# SS 14.08.21 - Martucci #2



## cougarjuno (Jul 1, 2012)

A continuation of the Saturday Symphonies Tradition:

Welcome to another weekend of symphonic listening!

For your listening pleasure this weekend:

*Giuseppe Martucci (1856 - 1909)
*
Symphony no. 2 in F major, op. 81

I. Allegro Moderato
II. Scherzo (Allegro vivace)
III. Adagio non troppo
IV. Allegro

---------------------

Post what recording you are going to listen to giving details of Orchestra / Conductor / Chorus / Soloists etc - Enjoy!


----------



## cougarjuno (Jul 1, 2012)

This week we have a full-blooded big ol' Romantic symphony with Martucci's Symphony no. 2 in F major. The symphony was finished in 1904 and had its first performance that year in Milan. There are a few performances of the work which was a favorite of Maestro Toscanini, and his early recording of the work is below with the NBC Orchestra. Toscanini was a fierce advocate of Martucci's work and many of his concerts included his works. I also listened to the ASV disc with Francesco D'Avalos conducting the Philharmonia for some superior sonics.


----------



## Rogerx (Apr 27, 2018)

Martucci: Symphony No.1 in D minor, Op.75, etc.

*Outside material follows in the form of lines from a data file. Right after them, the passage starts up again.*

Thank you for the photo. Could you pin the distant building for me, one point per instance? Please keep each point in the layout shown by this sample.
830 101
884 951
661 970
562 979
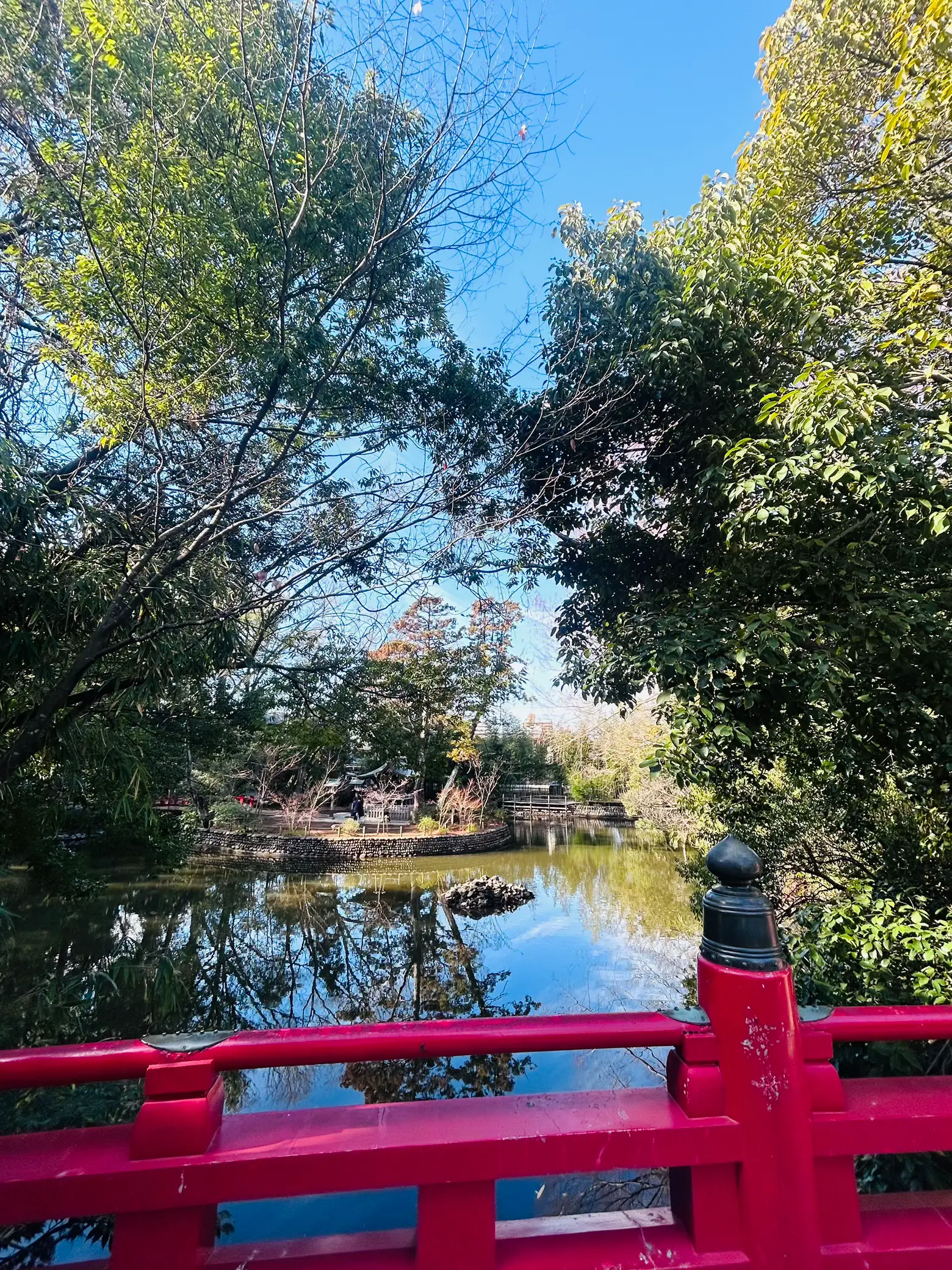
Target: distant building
540 729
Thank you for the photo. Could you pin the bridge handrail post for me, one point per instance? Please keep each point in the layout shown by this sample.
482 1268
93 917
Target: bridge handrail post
747 990
181 1117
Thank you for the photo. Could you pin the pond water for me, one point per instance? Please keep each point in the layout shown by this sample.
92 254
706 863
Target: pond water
225 949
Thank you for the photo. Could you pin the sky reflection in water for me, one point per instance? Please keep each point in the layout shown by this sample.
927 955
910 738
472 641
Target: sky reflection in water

Malaysian Philharmonic Orchestra, Kees Bakels


----------



## Mika (Jul 24, 2009)

Rogerx said:


> Martucci: Symphony No.1 in D minor, Op.75, etc.
> 
> Malaysian Philharmonic Orchestra, Kees Bakels


This one and spotify


----------



## Haydn man (Jan 25, 2014)

I shall give this one a listen also from Spotify


----------



## Haydn man (Jan 25, 2014)

Another enjoyable romantic listen this week. Nothing alarming or ground breaking and doesn’t out stay it’s welcome.
This is a good example of a work that concert audiences would enjoy if only it was programmed, a bit less Beethoven would not go amiss


----------



## Enthusiast (Mar 5, 2016)

I thought I had already posted. I listened to the D'Avalos recording yesterday. I was rather underwhelmed and found little in the work to like and very little that seemed inspired. The first part of the last movement struck me as the best bit but on the whole this was not a work for me.


----------